Subsidized housing, mostly owned by KCDC and extremely unlikely to change, is just north of the site. Beyond that but still within easy walking distance is Austin Homes, which after a revitalization project will contain a mix of subsidized, workforce and market-rate housing (and many more units than it has currently).

To the east is a market-rate apartment complex, 811 East Downtown Apartments. I don't know how the mix of one-, two- and three-bedroom units is divided, but the two-bedroom units are affordable (based on the 30 percent rule-of-thumb for housing) for households making at least the Knox County median of about $52,000 a year. A couple, with or without children, making $30,000 a year each could afford the rent.

To the south between the museum site and the river are luxury condos. I don't know the demographics, but it's likely a lot of the residents are retirees -- grandparents, in other words, whose grandkids probably come to visit.

IF the Clayton people follow through on their publicly stated intentions, children from low-income families would be admitted to the museum for free, and the green space around the museum, including the proposed outdoor exhibits, would be free and open to the public. That would create a park-like setting that could -- I emphasize "could" -- draw youngsters from all three types of housing and be somewhat of a unifying space that could -- again, I emphasize "could" -- actually create an honest-to-god economically and racially diverse neighborhood.

That's a rosy, best-case scenario, of course.

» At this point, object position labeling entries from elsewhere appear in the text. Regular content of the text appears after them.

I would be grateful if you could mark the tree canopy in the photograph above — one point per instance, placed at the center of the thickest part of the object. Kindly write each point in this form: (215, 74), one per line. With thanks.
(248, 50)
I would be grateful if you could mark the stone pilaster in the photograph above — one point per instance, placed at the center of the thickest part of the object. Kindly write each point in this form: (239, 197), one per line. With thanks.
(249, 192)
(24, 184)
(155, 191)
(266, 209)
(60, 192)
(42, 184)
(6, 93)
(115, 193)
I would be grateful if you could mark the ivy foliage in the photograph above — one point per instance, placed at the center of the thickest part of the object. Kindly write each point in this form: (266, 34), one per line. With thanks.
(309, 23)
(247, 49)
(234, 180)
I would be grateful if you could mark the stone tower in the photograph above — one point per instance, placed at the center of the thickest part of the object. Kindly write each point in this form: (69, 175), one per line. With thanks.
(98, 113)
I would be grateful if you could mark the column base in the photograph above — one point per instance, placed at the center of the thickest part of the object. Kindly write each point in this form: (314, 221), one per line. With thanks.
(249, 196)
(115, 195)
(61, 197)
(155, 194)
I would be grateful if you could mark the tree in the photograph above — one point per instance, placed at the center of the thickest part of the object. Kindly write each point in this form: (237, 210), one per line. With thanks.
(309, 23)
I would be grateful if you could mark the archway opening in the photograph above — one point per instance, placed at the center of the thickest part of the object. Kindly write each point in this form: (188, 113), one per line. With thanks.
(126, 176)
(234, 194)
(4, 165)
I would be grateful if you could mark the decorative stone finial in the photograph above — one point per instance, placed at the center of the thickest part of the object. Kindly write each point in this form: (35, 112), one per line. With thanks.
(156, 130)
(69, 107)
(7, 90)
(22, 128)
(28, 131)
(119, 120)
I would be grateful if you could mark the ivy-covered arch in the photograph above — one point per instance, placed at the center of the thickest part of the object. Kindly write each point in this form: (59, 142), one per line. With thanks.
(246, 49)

The worst-case scenario is that the people living in the three residential sides of the site remain separated, which is the status quo except for the museum bringing in visitors from outside the immediate area (which is supposed to be its bread-and-butter anyway). Most likely, the end result will fall somewhere in between. It all depends on the decisions the Clayton people eventually make about the outdoor space and, possibly, outreach to the neighboring residents.

bizgrrl's picture

The other day I was talking

The other day I was talking with someone from Knoxville that I had never met before and know nothing about. He said East Knoxville is the next target for gentrification. He mentioned all the beautiful homes ready to be fixed up. I didn't pursue the issue.

michael kaplan's picture

From an urban design point of

From an urban design point of view, it seems a shortsighted project. Downtown, already small, is limited in growth by SmartFix (I-40) to the north, World’s Fair Park and Fort Sanders to the west, James White Parkway to the east, and the river to the south. James White could be overcome, and the city grid actually extended eastward by bridging the Parkway. The bus station shows how this could be done. Building a ‘suburban’ museum on a close-in large tract just seems the wrong move. Is anyone from the College of Architecture and Design ever consulted on these large urban projects?

Up Goose Creek's picture


I assume KCDC still owns the towers on Lula Powell drive near Green Elementary. (renamed The 1100 studio) do they own the Vista apartments and the old Townview Terrace as well? Now renamed Pinnacle Park and Arbor Place, what's with all the re-naming?